Re: [PATCH] [RESEND] Do not modify perf bias performance setting by default at boot

From: Rafael J. Wysocki
Date: Wed Mar 20 2019 - 18:18:17 EST


On Wed, Mar 20, 2019 at 3:17 PM Thomas Renninger <trenn@xxxxxxx> wrote:
>
> Rafael,
>
> I top post the general things and answer in only a few sentences embedded in
> context below:
>
> I very much honour your work and your neutral opinions and reasoning and
> I always have.
>
> This patch is a resend and while I try to come up with alternative hacks,
> there still is no solution, not even a suggestion.

I have a patch to rework the EPB handling to avoid the offline/online
and suspend/resume issues which I'm going to post shortly. It doesn't
change the current behavior on the first CPU bring-up, however, so
feel free to adjust it to your needs.

> I sent the patch 3 years ago:
> https://lkml.org/lkml/2016/2/26/675
> And I found this when doing performance analysis with Mel (Gorman).
>
> This time Hannes (Reinicke) stumbled over it, while he was working on
> performance tests on NVE over fabrics.
>
> We need this fixed and I am going to repush this into our kernel(s) now.

I'd recommend to wait for a while with that.

> On Monday, March 18, 2019 11:57:08 PM CET Rafael J. Wysocki wrote:
> > On Mon, Mar 18, 2019 at 2:22 PM Thomas Renninger <trenn@xxxxxxx> wrote:
> > > On Monday, March 18, 2019 12:40:46 PM CET Rafael J. Wysocki wrote:
> > > > On Mon, Mar 18, 2019 at 12:15 PM Thomas Renninger <trenn@xxxxxxx> wrote:
> > > ...
>
> ...
>
> > > > > > It may not match every setup perfectly, but at least it
> > > > > > is consistent.

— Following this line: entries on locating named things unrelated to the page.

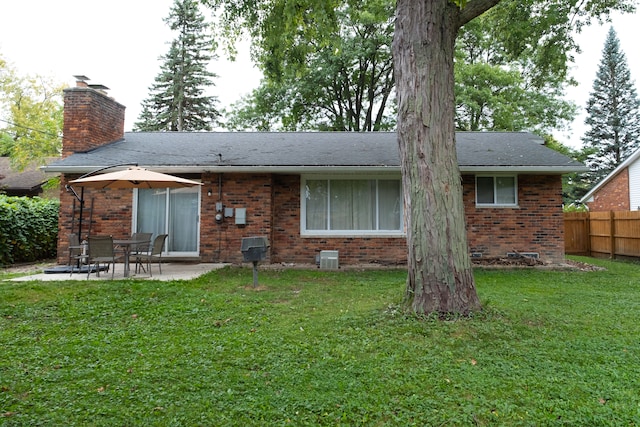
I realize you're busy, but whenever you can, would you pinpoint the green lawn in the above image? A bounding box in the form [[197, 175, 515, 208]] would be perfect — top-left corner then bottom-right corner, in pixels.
[[0, 258, 640, 426]]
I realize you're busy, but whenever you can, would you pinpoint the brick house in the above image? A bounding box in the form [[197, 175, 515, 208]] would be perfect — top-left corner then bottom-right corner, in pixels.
[[580, 149, 640, 212], [46, 84, 584, 265]]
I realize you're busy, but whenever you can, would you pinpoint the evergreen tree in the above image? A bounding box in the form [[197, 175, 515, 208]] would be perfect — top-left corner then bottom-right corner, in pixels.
[[134, 0, 220, 131], [582, 28, 640, 182]]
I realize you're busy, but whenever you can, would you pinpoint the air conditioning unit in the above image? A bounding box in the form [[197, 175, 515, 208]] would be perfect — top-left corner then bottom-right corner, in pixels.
[[320, 251, 339, 270]]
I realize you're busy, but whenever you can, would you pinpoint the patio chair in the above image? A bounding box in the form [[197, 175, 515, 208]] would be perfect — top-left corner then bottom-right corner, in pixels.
[[67, 233, 87, 276], [135, 234, 168, 277], [87, 236, 116, 279], [131, 233, 152, 255]]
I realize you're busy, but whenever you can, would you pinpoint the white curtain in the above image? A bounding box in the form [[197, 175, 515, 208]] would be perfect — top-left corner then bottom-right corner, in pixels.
[[169, 187, 198, 252], [329, 180, 376, 230], [378, 179, 402, 230], [304, 180, 329, 230], [136, 187, 199, 253]]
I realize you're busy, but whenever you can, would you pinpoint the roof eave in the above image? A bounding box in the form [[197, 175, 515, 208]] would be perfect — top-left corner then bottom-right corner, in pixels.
[[460, 166, 589, 175], [43, 164, 588, 175]]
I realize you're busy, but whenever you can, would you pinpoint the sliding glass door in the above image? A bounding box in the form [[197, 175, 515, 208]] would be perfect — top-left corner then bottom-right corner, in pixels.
[[133, 186, 200, 256]]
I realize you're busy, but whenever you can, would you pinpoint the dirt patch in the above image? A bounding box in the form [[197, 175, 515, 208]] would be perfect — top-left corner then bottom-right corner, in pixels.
[[471, 256, 606, 271]]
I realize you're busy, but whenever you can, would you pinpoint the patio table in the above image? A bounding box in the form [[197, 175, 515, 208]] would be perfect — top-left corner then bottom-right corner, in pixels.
[[113, 239, 151, 277]]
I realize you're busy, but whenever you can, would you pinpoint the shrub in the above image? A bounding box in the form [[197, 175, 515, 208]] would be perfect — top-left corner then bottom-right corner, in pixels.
[[0, 194, 60, 265]]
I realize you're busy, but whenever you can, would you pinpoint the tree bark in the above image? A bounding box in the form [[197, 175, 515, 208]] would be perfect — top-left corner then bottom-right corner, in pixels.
[[393, 0, 482, 314]]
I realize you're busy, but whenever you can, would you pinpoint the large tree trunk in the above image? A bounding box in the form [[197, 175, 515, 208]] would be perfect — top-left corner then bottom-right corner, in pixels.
[[393, 0, 480, 314]]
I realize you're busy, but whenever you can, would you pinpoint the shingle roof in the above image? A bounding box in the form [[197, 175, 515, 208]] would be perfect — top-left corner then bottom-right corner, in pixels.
[[0, 157, 57, 195], [46, 132, 584, 173]]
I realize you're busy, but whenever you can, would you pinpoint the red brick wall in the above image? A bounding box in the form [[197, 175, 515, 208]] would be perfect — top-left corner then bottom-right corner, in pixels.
[[58, 173, 564, 265], [271, 175, 407, 265], [587, 168, 631, 212], [58, 175, 133, 263], [62, 87, 125, 157], [463, 175, 564, 262], [200, 173, 273, 263]]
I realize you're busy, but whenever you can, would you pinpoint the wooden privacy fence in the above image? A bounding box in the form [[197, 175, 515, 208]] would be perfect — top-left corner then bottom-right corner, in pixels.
[[564, 211, 640, 258]]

Why exactly is it worse than whatever the BIOS has
> > > > > > set?
> > > > >
> > > > > Because there may be BIOS settings for the CPU which justify
> > > > > initialization
> > > > > of the Perf BIAS value by BIOS.
> > > >
> > > > Well, the EPB is there for users to set it via the OS. The BIOS
> > > > setting is not guaranteed to work for all users anyway.
> > >
> > > Who says that?
> >
> > I do.
>
> And this is the reason you do not see much patches from myself anymore over
> the last years.
> It's certainly not your fault. I had quite some discussions with Len about
> specification and BIOS breakages.
>
> Especially in the CPU powersave area, idle states and cpufreq drivers, Intel
> was doing it differently all time long the last 5 years. Ignoring their own
> specifications, ignoring possible BIOS settings and changing kernel and
> userspace interfaces all the time.

It looks like you are generally frustrated and hopefully this isn't my fault.

I would like you to be more specific, though.

> And now I have the discussion again...

What discussion?

> While it is related to this patch, it gets off topic.
> I guess there should be a more general thread on lkml:
> "Do not change APIs every second day"
> Up to userspace, but also to BIOS.

I have no idea what you mean here, sorry.

> > And then we can get back to the initial setting discussion.
>
> Let's stick to this topic in this thread.
> There is no reason to not find a proper fix for this meanwhile.
>
> Overriding the BIOS setting should IMO only take place:
> - if lifetime of CPU could be affected as you mentioned. But in this case the
> affected CPUs should be matched
> - if we expect that there are BIOSes which "want to set this value to 6,
> but may have forgotten to do so", as mentioned in the original patch
> from Len. BIOSes where this is the case should get a quirk to set it to 6.

On all of the laptops in my office where EPB is present the initial
value of it is 0 and I don't honestly think that this is really
intentional. It looks to me like they don't initialize the EPB at
all, which unfortunately is hard to distinguish from an intentional
'performance' setting.

>
> Still, ideally the whole overriding and the message should vanish IMO.

We may consider doing that, but let's fix clear bugs first.

> Last time I sent this patch your answer was:
> "I need to talk to Len about that,"
> https://lkml.org/lkml/2016/3/4/371
>
> But as this is x86 kernel core code, I guess this should be discussed and
> pushed by the general x86 maintainers anyway. Sigh.